Damit ist klar, daß so etwas wie die "eigene Persönlichkeit" des
Pferdes niemals in den Blick genommen werden kann. Diese Einstellung
der Reiterei und den Pferden gegenüber läßt sich gut mit der Antwort
eines bekannten Westernreiters illustrieren, der auf die Frage, was er
noch in seiner Arbeit realisieren möchte, sagte, er möchte sein Pferd
"immer besser bedienen" können. Demgegenüber bin ich an den primären
Reaktionen des Pferdes interessiert, nicht an sekundären oder
erlernten. Dazu gehört, daß man "das Pferd da abholt, wo es gerade ist"
und auf diese Weise den Ausbildungsweg vom Pferd mitbestimmen läßt.

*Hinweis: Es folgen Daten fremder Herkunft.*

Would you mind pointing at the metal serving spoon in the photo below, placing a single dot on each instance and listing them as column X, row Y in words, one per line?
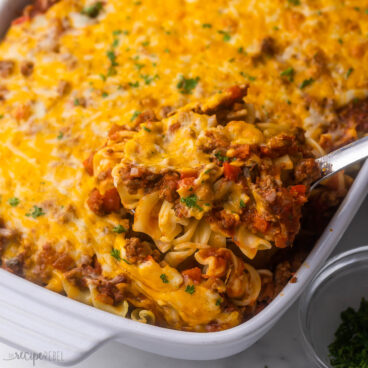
column 337, row 160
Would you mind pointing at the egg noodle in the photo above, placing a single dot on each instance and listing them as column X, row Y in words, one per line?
column 156, row 157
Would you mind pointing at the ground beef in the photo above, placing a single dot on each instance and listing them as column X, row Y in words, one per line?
column 168, row 187
column 104, row 204
column 282, row 275
column 280, row 145
column 137, row 250
column 307, row 171
column 214, row 140
column 63, row 88
column 225, row 220
column 26, row 68
column 356, row 114
column 6, row 68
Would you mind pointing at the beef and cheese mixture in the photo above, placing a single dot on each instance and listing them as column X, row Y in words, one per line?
column 156, row 157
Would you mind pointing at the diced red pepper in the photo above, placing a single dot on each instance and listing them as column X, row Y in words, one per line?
column 20, row 20
column 260, row 223
column 231, row 172
column 300, row 189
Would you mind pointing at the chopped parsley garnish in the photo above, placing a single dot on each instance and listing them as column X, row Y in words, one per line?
column 14, row 202
column 306, row 83
column 249, row 77
column 148, row 79
column 190, row 289
column 112, row 57
column 115, row 43
column 119, row 229
column 134, row 85
column 191, row 202
column 349, row 72
column 135, row 115
column 186, row 85
column 350, row 347
column 36, row 212
column 289, row 73
column 116, row 254
column 139, row 66
column 111, row 71
column 93, row 10
column 225, row 35
column 221, row 157
column 164, row 279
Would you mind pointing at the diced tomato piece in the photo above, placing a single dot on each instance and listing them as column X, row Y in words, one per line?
column 186, row 182
column 260, row 223
column 237, row 92
column 88, row 164
column 300, row 189
column 111, row 200
column 193, row 273
column 231, row 172
column 188, row 174
column 20, row 20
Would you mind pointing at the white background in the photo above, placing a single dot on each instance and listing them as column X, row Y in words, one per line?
column 280, row 348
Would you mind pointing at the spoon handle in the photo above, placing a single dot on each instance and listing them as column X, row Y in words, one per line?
column 341, row 158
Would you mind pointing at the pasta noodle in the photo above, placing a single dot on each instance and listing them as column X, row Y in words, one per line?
column 156, row 159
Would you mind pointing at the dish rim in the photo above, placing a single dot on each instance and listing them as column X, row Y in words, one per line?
column 254, row 328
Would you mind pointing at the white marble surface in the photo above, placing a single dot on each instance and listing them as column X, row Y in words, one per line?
column 280, row 348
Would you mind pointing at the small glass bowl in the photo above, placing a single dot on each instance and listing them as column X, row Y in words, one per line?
column 340, row 284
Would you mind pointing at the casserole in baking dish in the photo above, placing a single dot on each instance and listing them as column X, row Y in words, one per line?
column 184, row 217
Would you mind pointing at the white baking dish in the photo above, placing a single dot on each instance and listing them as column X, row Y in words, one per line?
column 35, row 319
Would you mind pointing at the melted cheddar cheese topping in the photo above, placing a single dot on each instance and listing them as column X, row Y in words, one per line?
column 90, row 72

Dazu gehört auch, daß es nicht ein eindimensionales "Richtig oder
Falsch" gibt: Das Pferd, das auf eine unserer Hilfen reagiert, hat
reagiert. Mit dieser Reaktion müssen wir weiterarbeiten - anstatt auf
die unerwünschte Reaktion z. B. mit Strafe zu reagieren. Das gilt
sowohl für das junge als auch für das gereifte Pferd. Der Unterschied
besteht darin, daß das gereifte Pferd insofern immer unabhängiger vom
Reiter wird, als es sein Gleichgewicht und seine Haltung relativ
selbständig zu erhalten vermag. So stellt es immer höhere Anforderungen
an den Reiter.
Theoretisch bin ich an einer räumlichen Beschreibung des Verhältnisses
von Pferd und Reiter interessiert, sowohl am Boden, beim Führen, in der
Freiarbeit und beim Longieren als auch im Sattel. Dort, wo sich die
Räume, die sich jeweils um den Leib von Pferd und Reiter bilden,
überschneiden, kommen wir mit unseren Pferden wirklich zusammen. Diese
These verbindet die beiden Texte "Leibliche Kommunikation und die
Kommunikation zwischen Reiter und Pferd" und "Die leiblich-räumliche
Struktur des Verhältnisses von Pferd und Reiter".